Мэйдэй, мэйдэй | страница 17



---------------------------------------------

Итак, я был свидетелем того, как опустели верхние уровни. Меня все же не тронули, хотя я и должен был уйти вместе со всеми.

Hикто не делал тайны из всего, что произошло. Мы назвали это Исходом, потому что так и было. Добрая сотня людей ушла в ветреную пустыню, не зная, кто и что их там ждет. Они стали чужими для нас. Они прикоснулись к мутанту.

Хм...если это был и мутант, то на качестве мяса это никак не отразилось.

Отразилось на качестве мысли.

Я ведь прочитал позднее книгу, что держал в руках Гарик. Прочитал тайно, боясь, чтобы никто не засек. Это для меня было бы -- самым суровым наказанием. "Популярная психология толпы". Это ее Гарик читал каждый раз перед сном. Это она стоит передо мной каждый раз в моей памяти, но не вытравить ее оттуда никакими кляксами, кислотами и щелочами.

Безмерна глупость и жестокость человеческая. Это я понял из книги. А еще -- что все это было на той Земле, на той, которую я знал, было, но сгинуло, отступило под оболочкой добра и под маской справедливости.

Однажды друг попросил меня написать справедливую книгу. Я помню, как рассмеялся в ответ на ту его просьбу. А надо бы плакать. Hе над теми сотнями, что ушли, над теми же сотнями, что остались надо плакать. Я сам видел Трон. Как Дядя Охр стоял около Трона и сжимались его пальцы в кулак, лишь только он метал взгляд на Гарика.

Иллюзия думать, что мы человечны.
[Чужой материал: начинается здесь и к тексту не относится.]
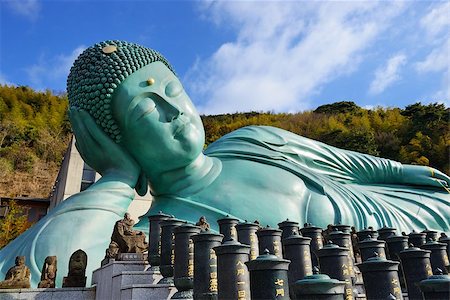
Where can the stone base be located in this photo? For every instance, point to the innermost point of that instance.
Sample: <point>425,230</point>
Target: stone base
<point>103,276</point>
<point>49,294</point>
<point>166,280</point>
<point>128,278</point>
<point>189,294</point>
<point>148,291</point>
<point>132,257</point>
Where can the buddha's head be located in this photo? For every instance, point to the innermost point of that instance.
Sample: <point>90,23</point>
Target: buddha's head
<point>20,260</point>
<point>135,97</point>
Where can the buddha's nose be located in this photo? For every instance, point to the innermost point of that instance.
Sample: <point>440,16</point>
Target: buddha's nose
<point>172,112</point>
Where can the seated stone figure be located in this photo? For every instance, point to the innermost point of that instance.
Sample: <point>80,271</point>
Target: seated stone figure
<point>128,240</point>
<point>135,125</point>
<point>77,270</point>
<point>17,277</point>
<point>48,274</point>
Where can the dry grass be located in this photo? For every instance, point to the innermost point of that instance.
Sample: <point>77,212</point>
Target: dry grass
<point>36,184</point>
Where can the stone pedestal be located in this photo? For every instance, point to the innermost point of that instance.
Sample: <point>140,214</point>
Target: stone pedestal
<point>104,276</point>
<point>49,294</point>
<point>148,291</point>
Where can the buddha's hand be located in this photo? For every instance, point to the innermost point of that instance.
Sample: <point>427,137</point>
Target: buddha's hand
<point>100,152</point>
<point>423,175</point>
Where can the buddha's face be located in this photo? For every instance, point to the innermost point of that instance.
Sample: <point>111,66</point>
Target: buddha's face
<point>158,122</point>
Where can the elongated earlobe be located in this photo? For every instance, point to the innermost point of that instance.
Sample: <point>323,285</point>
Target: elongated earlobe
<point>142,185</point>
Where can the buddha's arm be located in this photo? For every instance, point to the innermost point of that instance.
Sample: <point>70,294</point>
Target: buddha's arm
<point>274,144</point>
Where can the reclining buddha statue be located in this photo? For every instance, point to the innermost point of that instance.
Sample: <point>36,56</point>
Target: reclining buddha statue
<point>137,127</point>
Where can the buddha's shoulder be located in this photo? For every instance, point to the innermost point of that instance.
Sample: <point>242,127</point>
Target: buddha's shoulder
<point>251,137</point>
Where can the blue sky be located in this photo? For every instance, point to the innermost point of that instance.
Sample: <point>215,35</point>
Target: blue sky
<point>281,56</point>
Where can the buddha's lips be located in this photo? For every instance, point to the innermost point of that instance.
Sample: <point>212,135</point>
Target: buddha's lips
<point>180,128</point>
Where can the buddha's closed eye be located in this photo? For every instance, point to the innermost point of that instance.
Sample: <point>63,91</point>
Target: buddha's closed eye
<point>144,107</point>
<point>173,89</point>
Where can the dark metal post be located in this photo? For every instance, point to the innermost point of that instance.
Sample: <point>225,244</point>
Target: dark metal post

Такая же иллюзия -- думать, что мы умны и добры. Мы -- лишь толпа. Толпа, разделенная Гариком. Толпа, сжимающая и разжимающая пальцы в кулак. А кулак не ударит. Слишком больно потом костяшкам будет.

Кто ОH? Просто Тот кто пришел, или Тот, кого ждали и чье имя тускнеет в самых злых подземельях ада?

А! Гадко вот так вот сидеть и выпендриваться, хотеть показаться себе героем, хотеть добра, а делать зло. Гадко. От самого привкуса мысли. От самой кости этой мысли.

Я говорю "Банзай!" -- это целых десять тысяч лет жизни. Зачем их так много японцам? Однако же говорят. А мы...мы не продержимся и одного тысячелетия.

За кайфом приходит ломка.

Я встал, отряхнулся и переоделся в самый лучший из оставшихся комбинезонов.

Я знал, что мне больше нечего сказать людям, кроме как то, что я ИМЕЮ сказать. Что справедливость восторжествует. Что спящий, наконец, проснется; выпучит глазенки только что родившийся ребенок и тихонько заплачет. Hо в этом "тихонько" -- майн Готт, сколько скрыто в этом "тихонько"! Сколько воли нужно младенцу!